Indispensable Human Footsteps

"The divine demand, 'Be ye therefore perfect,' is scientific, and the human footsteps leading to perfection are indispensable." So writes Mary Baker Eddy on pages 253 and 254 of "Science and Health with Key to the Scriptures." Many an inquirer has asked just what these human footsteps are. It is clear that perfection is not found in any earthly place or in any form of matter.

Because God is perfect Mind, perfection is found in that only which reflects God, which manifests the glory of God. In the true consciousness which expresses the perfection, immortality, and infinitude of Love there is no room for anything unlike God. Divine Mind and its reflection constitute perfect God and perfect man, as revealed to the world in Christian Science, and proved to be infallibly true by the healing of sin and all manner of disease.

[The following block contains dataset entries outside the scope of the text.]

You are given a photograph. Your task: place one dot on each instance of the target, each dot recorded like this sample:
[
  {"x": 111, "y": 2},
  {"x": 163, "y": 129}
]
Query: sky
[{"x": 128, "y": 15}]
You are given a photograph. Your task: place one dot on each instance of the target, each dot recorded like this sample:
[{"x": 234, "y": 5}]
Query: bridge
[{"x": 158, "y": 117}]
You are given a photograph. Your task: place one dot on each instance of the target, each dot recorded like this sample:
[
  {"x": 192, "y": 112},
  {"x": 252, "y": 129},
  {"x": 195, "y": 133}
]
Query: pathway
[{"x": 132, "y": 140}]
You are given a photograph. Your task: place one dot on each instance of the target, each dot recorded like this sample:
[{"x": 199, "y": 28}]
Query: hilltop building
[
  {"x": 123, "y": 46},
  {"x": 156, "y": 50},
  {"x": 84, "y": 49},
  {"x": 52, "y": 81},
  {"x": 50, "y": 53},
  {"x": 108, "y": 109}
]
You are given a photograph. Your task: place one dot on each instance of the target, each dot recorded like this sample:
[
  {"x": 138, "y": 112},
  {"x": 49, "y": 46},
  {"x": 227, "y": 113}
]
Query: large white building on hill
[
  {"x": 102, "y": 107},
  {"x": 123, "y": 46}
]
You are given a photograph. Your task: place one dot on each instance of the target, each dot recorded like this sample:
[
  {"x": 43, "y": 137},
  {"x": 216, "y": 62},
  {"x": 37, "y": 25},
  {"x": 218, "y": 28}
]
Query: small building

It is clear that for spiritual man there is no stepping down from or stepping up to the perfect Principle which he reflects. Knowing this, Jesus said, "The Son can do nothing of himself, but what he seeth the Father do." This is the law of spiritual reflection: that man expresses godliness and can never be ungodly or material.

Then what steps are to be taken by mortals to replace the material sense of man with the true idea of man as presented in Christian Science? A pupil uninstructed in mathematics may ignorantly treat a nought as a unit—regard nothing as something. Should such a mistake throw his work into confusion and delay his finding the correct answer to his problem, by studying his textbook the student may speedily uncover the error, correct it, and have the joy of proving the correct answer to the problem.

In like manner mistakenly regarding the atheism of temporal flesh and blood as man obscures the image of infinite Spirit. Materiality is nonintelligent nothingness, dust to dust and it is impossible to find God's man in this dust, or to regard him as being made up of elements of nothingness. Such incorrect reasoning expresses confusion, and they who have been looking into materiality for man must reverse this action. Because man is the image and likeness of God, steps must be taken to know and understand just what God is in nature and character, for "man is the expression of God's being" (Science and Health, p. 470).

The simple and honest seeker for Truth will inevitably be led to the Bible and the Christian Science textbook, which is the "key" to the spiritual sense of the Scriptures. In this age "the human footsteps leading to perfection" require study of these textbooks, pondering their teaching and striving to put into practice the truth revealed therein. This leads to attendance at the Wednesday evening testimony meetings in a Christian Science church, in order to express gratitude for healing or other blessings resulting from a clearer understanding of God and man. Later, through prayer and more unfoldment, one may come into membership with a brach Church of Christ, Scientist, and with The Mother Church. In taking these steps one helps to bring others the blessings which have come to him.

The journey of the children of Israel from Egypt to the promised land figuratively represents the passage from subjection to the senses to the realization of man's God-given freedom and dominion. The mental journeyings of mortals today—are they not the reaching out for the understanding and demonstration of the truth, "till we all come in the unity of the faith, and of the knowledge of the Son of God, unto a perfect man, unto the measure of the stature of the fulness of Christ"? Before perfection is reached, many human footsteps will need to be taken, day by day, hour by hour—maybe a stepping down from prideful boasting in the flesh to the humility which lives to glorify Spirit, God; maybe a step up from a depressed mortal sense of life to the immortal idea of Life which Christian Science imparts. But whatever the advance may be, it can only be a further emergence from dreams and shadows into the radiant realization of man's forever perfection in God.

If there are times when we are not sure of the next right step, our course is clear if we go the way of the Golden Rule, the rule given by Christ Jesus. Walking in this right way we shall ever remain true to sacred trusts, loyal to human obligations, faithful to employer and employee, loving to those who seem not to love us, and, above all, obedient to God and ever ready to glorify the Father in all our actions.

Should "the human footsteps leading to perfection" and away from bad habits, self-interest, or ungodliness seem uphill, and we sigh for rest by the wayside, it is helpful to remember the words of Mary Baker Eddy in Science and Health (p. 426), "The discoverer of Christian Science finds the path less difficult when she has the high goal always before her thoughts, than when she counts her footsteps in endeavoring to reach it."